Монах, хихикнув и одевшись тут же удалился,
Тот занял его место, и на грудь ей навалился,
Стал гладить ей и щупать её место, потайное.
Потом стал языком лезть в её внутренне царство,
Ли сделала тут вид, что неприятны приставанья,
Мужчина ей сказал: «Не бойся, есть моё лекарство,
Попей, и в тебе возникнет сразу же огонь желанья».
От зелья тонкий аромат везде распространялся,
Певичка зелье, им предложенное, проглотила,
И сразу её тело силой стало наполняться,
Она в себе влеченье к играм секса ощутила.

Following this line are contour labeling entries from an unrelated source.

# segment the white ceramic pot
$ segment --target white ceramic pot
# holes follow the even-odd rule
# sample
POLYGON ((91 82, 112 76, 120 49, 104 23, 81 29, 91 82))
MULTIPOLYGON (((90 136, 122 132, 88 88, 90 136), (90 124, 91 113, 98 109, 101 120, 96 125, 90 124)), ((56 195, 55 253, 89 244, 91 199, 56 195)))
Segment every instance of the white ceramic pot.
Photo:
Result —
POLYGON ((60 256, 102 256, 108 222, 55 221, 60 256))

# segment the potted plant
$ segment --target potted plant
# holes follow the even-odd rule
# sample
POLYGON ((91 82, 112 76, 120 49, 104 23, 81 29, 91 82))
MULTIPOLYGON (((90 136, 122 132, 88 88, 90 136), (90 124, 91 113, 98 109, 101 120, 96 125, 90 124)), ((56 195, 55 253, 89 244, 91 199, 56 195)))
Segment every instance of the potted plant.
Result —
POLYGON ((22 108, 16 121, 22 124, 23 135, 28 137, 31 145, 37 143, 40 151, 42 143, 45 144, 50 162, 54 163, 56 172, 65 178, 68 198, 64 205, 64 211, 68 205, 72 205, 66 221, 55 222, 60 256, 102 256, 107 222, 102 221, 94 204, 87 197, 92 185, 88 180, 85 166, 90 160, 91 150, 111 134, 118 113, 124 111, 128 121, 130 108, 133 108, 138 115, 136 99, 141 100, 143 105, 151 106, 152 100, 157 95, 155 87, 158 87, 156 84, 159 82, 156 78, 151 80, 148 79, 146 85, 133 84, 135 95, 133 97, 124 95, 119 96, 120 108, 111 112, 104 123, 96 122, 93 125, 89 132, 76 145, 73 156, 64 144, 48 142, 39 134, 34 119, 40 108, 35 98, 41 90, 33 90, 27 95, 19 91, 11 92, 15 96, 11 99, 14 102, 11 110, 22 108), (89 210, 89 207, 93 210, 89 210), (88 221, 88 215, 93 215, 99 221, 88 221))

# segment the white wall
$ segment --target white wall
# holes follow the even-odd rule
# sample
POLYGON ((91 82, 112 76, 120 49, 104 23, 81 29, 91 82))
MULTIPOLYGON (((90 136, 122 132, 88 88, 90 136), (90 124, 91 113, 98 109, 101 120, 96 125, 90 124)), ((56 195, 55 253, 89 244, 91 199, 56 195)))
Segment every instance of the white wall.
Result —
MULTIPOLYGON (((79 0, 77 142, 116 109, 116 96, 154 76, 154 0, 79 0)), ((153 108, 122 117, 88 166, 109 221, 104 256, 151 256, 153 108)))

А тело, став податливым и мягким чрезвычайно,
Вдруг сразу настоящее блаженство ощутило,
Но о своём начальственном приказе не забыло,
В пылу макушку ему вымазала тушью тайно.
И гладя голову, бритоголовую, сказала:
– «Какая круглая и гладкая твоя головка,
Вот если бы орудовать могла б, как пенис, ловко,
Тогда бы, непременно, я её расцеловала».
– «Голубушка моя, – сказал монах, – когда одежду
Тебе захочется опять снять, приезжай за счастьем
Сюда, в миру другие – грубияны и невежды,
Тебе же подарить блаженство это – в моей власти».
Певичка сделала вид, что ей это предложенье
Пришлось по вкусу. В это время петухи запели,
Монах пакет снадобья дал ей для плодоношенья,
Здоровья пожелав, исчез, лишь доски заскрипели.
Ван Дань, как только стражу пятую часы пробили,
Ямынь покинул, захватив солдат и ополченцев,
Взяв инструменты, пыточные, канги, что там были,
Отправился в тот монастырь, рождались где младенцы.
Настал рассвет, но заперты все были храма врата,
Стучать в них слуги стали громко с криками открыться,
Он приказал в засаде оставаться всем солдатам,
Лишь по его сигналу должны были появиться.
Фо-сянь, узнав о посещении начальством храма,
Одевшись, поспешил к нему на встрече с подношеньем,
Взяв мальчиков-послушников с собой, красивых самых,
Внесли Ван Даня паланкин ко входу в помещенье.
Ван Дань в храм не пошёл, вошёл к Фо-сяню в управленье,
Потребовал монахов списки, сделать перекличку,
Тот дал приказ, собрать монахов по его веленью,
То было, как монах покинул только что певичку.
Забили в колокол, все иноки, перепугавшись,
Во двор тут высыпали и от звона всполошились,
И не о чём не думали, стояли так, собравшись,
Стояли, опустив глаза, где власти находились.
Начальник колпаки всем приказал снять, они сняли,
У двух макушки были в чёрный, у других двух – в красный
Измазаны цвет, и они никак не объясняли,
Так почему у них. Их спрашивать было напрасно.
Начальник приказал надеть на них колодки сразу,
Монахи, стоя, переглядывались, и молчали,
Ван Дань этот вопрос монахом повторил два раза,
Макушки почему их в красе, те же отвечали:
– «Наверное, кто-то сыграл из братьев шутку с нами».